Yeah, I think the dream was more like, “The compiler looks at a map or filter operation and figures out whether it’s worth the overhead to parallelize it automatically.” And that turns out to be pretty hard, with potentially painful (and nondeterministic!) consequences for failure.
Maybe it would have been easier if CPU performance didn’t end up outstripping memory performance so much, or if cache coherency between cores weren’t so difficult.
Spawning threads or using a thread pool implicitly would be pretty bad - it would be difficult to reason about performance if the compiler was to make these choices for you.
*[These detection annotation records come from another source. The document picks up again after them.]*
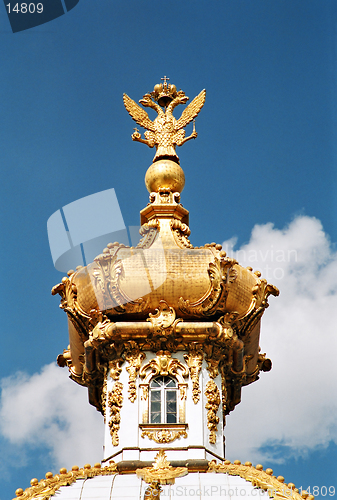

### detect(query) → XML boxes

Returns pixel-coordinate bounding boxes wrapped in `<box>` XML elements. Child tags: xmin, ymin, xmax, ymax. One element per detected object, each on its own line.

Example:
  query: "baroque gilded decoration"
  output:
<box><xmin>52</xmin><ymin>79</ymin><xmax>278</xmax><ymax>442</ymax></box>
<box><xmin>13</xmin><ymin>461</ymin><xmax>118</xmax><ymax>500</ymax></box>
<box><xmin>205</xmin><ymin>380</ymin><xmax>221</xmax><ymax>444</ymax></box>
<box><xmin>136</xmin><ymin>450</ymin><xmax>188</xmax><ymax>484</ymax></box>
<box><xmin>123</xmin><ymin>79</ymin><xmax>206</xmax><ymax>163</ymax></box>
<box><xmin>108</xmin><ymin>382</ymin><xmax>123</xmax><ymax>446</ymax></box>
<box><xmin>142</xmin><ymin>424</ymin><xmax>187</xmax><ymax>443</ymax></box>
<box><xmin>207</xmin><ymin>460</ymin><xmax>314</xmax><ymax>500</ymax></box>
<box><xmin>125</xmin><ymin>340</ymin><xmax>145</xmax><ymax>403</ymax></box>
<box><xmin>184</xmin><ymin>342</ymin><xmax>204</xmax><ymax>404</ymax></box>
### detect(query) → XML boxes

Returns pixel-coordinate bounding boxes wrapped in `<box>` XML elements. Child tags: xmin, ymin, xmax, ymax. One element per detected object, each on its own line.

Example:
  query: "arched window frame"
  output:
<box><xmin>139</xmin><ymin>353</ymin><xmax>189</xmax><ymax>428</ymax></box>
<box><xmin>149</xmin><ymin>375</ymin><xmax>179</xmax><ymax>424</ymax></box>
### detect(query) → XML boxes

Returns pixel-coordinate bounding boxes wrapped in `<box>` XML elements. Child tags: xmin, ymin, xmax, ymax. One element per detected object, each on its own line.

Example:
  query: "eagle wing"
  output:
<box><xmin>174</xmin><ymin>89</ymin><xmax>206</xmax><ymax>130</ymax></box>
<box><xmin>123</xmin><ymin>94</ymin><xmax>156</xmax><ymax>132</ymax></box>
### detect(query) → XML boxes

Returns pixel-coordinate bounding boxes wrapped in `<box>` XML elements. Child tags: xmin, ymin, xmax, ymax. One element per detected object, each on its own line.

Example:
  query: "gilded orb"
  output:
<box><xmin>145</xmin><ymin>160</ymin><xmax>185</xmax><ymax>193</ymax></box>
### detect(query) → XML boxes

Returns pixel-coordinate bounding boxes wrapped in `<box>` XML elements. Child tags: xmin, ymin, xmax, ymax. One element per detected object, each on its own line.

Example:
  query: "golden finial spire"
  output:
<box><xmin>123</xmin><ymin>76</ymin><xmax>206</xmax><ymax>164</ymax></box>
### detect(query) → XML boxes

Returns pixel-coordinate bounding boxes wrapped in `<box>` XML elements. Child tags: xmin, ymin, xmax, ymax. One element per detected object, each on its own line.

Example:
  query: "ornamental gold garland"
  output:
<box><xmin>207</xmin><ymin>460</ymin><xmax>315</xmax><ymax>500</ymax></box>
<box><xmin>13</xmin><ymin>461</ymin><xmax>118</xmax><ymax>500</ymax></box>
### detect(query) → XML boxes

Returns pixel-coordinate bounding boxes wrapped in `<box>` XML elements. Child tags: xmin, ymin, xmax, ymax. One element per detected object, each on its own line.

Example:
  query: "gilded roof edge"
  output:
<box><xmin>13</xmin><ymin>460</ymin><xmax>314</xmax><ymax>500</ymax></box>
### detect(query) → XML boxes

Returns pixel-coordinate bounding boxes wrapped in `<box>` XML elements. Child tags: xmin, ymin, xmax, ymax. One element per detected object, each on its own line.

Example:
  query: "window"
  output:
<box><xmin>150</xmin><ymin>377</ymin><xmax>178</xmax><ymax>424</ymax></box>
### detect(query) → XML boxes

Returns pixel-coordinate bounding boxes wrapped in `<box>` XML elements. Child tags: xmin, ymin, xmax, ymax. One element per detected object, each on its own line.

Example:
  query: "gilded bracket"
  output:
<box><xmin>108</xmin><ymin>382</ymin><xmax>123</xmax><ymax>446</ymax></box>
<box><xmin>184</xmin><ymin>342</ymin><xmax>204</xmax><ymax>404</ymax></box>
<box><xmin>125</xmin><ymin>340</ymin><xmax>145</xmax><ymax>403</ymax></box>
<box><xmin>205</xmin><ymin>380</ymin><xmax>221</xmax><ymax>444</ymax></box>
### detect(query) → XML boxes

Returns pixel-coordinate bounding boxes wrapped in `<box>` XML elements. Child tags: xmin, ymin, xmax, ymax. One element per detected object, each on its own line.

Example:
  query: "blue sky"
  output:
<box><xmin>0</xmin><ymin>0</ymin><xmax>337</xmax><ymax>500</ymax></box>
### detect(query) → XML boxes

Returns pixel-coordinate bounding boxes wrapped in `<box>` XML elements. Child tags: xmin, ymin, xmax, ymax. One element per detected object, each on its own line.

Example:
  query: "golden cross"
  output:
<box><xmin>161</xmin><ymin>76</ymin><xmax>169</xmax><ymax>89</ymax></box>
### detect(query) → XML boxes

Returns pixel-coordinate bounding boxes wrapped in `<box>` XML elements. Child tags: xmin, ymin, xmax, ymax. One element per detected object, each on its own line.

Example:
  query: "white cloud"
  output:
<box><xmin>223</xmin><ymin>216</ymin><xmax>337</xmax><ymax>462</ymax></box>
<box><xmin>0</xmin><ymin>363</ymin><xmax>103</xmax><ymax>468</ymax></box>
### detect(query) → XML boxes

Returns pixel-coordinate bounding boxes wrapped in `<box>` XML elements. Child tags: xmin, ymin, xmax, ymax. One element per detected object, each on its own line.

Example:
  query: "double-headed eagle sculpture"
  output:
<box><xmin>123</xmin><ymin>77</ymin><xmax>206</xmax><ymax>163</ymax></box>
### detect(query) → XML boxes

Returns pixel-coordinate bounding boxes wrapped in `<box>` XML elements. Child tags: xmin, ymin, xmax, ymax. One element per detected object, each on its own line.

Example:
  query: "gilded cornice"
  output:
<box><xmin>207</xmin><ymin>460</ymin><xmax>314</xmax><ymax>500</ymax></box>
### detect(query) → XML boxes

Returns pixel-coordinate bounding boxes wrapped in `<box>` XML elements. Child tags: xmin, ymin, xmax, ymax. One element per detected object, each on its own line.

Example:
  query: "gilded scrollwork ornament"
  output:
<box><xmin>184</xmin><ymin>342</ymin><xmax>204</xmax><ymax>404</ymax></box>
<box><xmin>179</xmin><ymin>258</ymin><xmax>237</xmax><ymax>316</ymax></box>
<box><xmin>124</xmin><ymin>340</ymin><xmax>145</xmax><ymax>403</ymax></box>
<box><xmin>136</xmin><ymin>219</ymin><xmax>160</xmax><ymax>250</ymax></box>
<box><xmin>204</xmin><ymin>344</ymin><xmax>226</xmax><ymax>378</ymax></box>
<box><xmin>142</xmin><ymin>429</ymin><xmax>187</xmax><ymax>443</ymax></box>
<box><xmin>147</xmin><ymin>300</ymin><xmax>176</xmax><ymax>335</ymax></box>
<box><xmin>139</xmin><ymin>351</ymin><xmax>188</xmax><ymax>378</ymax></box>
<box><xmin>108</xmin><ymin>382</ymin><xmax>123</xmax><ymax>446</ymax></box>
<box><xmin>170</xmin><ymin>219</ymin><xmax>193</xmax><ymax>248</ymax></box>
<box><xmin>136</xmin><ymin>450</ymin><xmax>188</xmax><ymax>484</ymax></box>
<box><xmin>205</xmin><ymin>380</ymin><xmax>221</xmax><ymax>444</ymax></box>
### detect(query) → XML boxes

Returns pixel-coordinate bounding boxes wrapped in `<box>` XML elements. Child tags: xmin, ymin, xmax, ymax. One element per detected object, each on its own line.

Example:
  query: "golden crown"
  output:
<box><xmin>151</xmin><ymin>76</ymin><xmax>177</xmax><ymax>108</ymax></box>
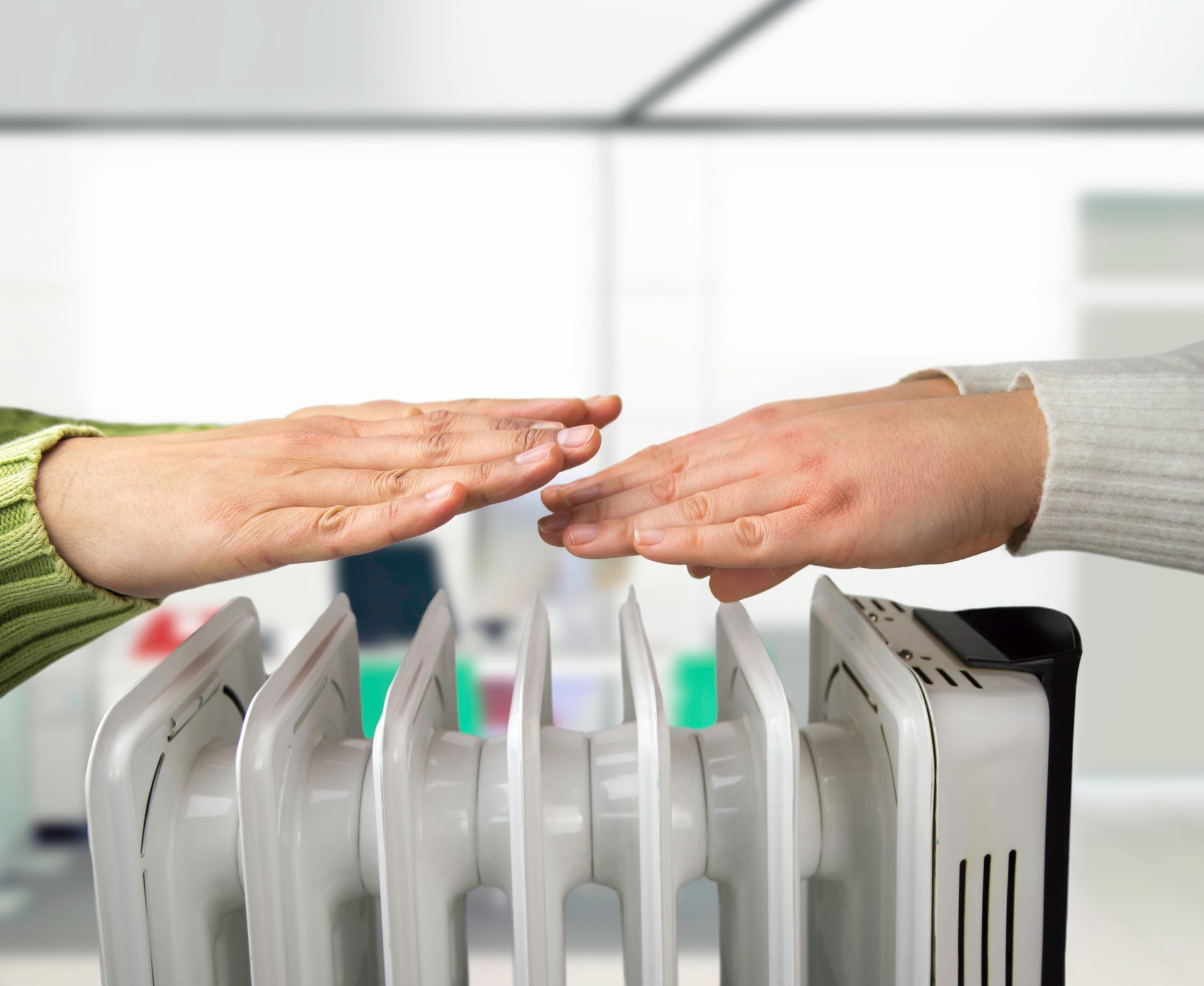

I think it has shaken out the way it has, is because compile time optimizations to this extent require knowing runtime constraints/data at compile time. Which for non-trivial situations is impossible, as the code will be run with too many different types of input data, with too many different cache sizes, etc.
The CPU has better visibility into the actual runtime situation, so can do runtime optimization better.
In some ways, it’s like a bytecode/JVM type situation.
If we can write code to dispatch different code paths (like has been used for decades for SSE, later AVX support within one binary), then we can write code to parallelize large array execution based on heuristics. Not much different from busy spins falling back to sleep/other mechanisms when the fast path fails after ca. 100-1000 attempts to secure a lock.
For the trivial example of 2+2 like above, of course, this is a moot discussion. The commenter should've lead with a better example.
Sure, but it’s a rare situation (by code path) where it will beat the CPU’s auto optimization, eh?
And when that happens, almost always the developer knows it is that type of situation and will want to tune things themselves anyway.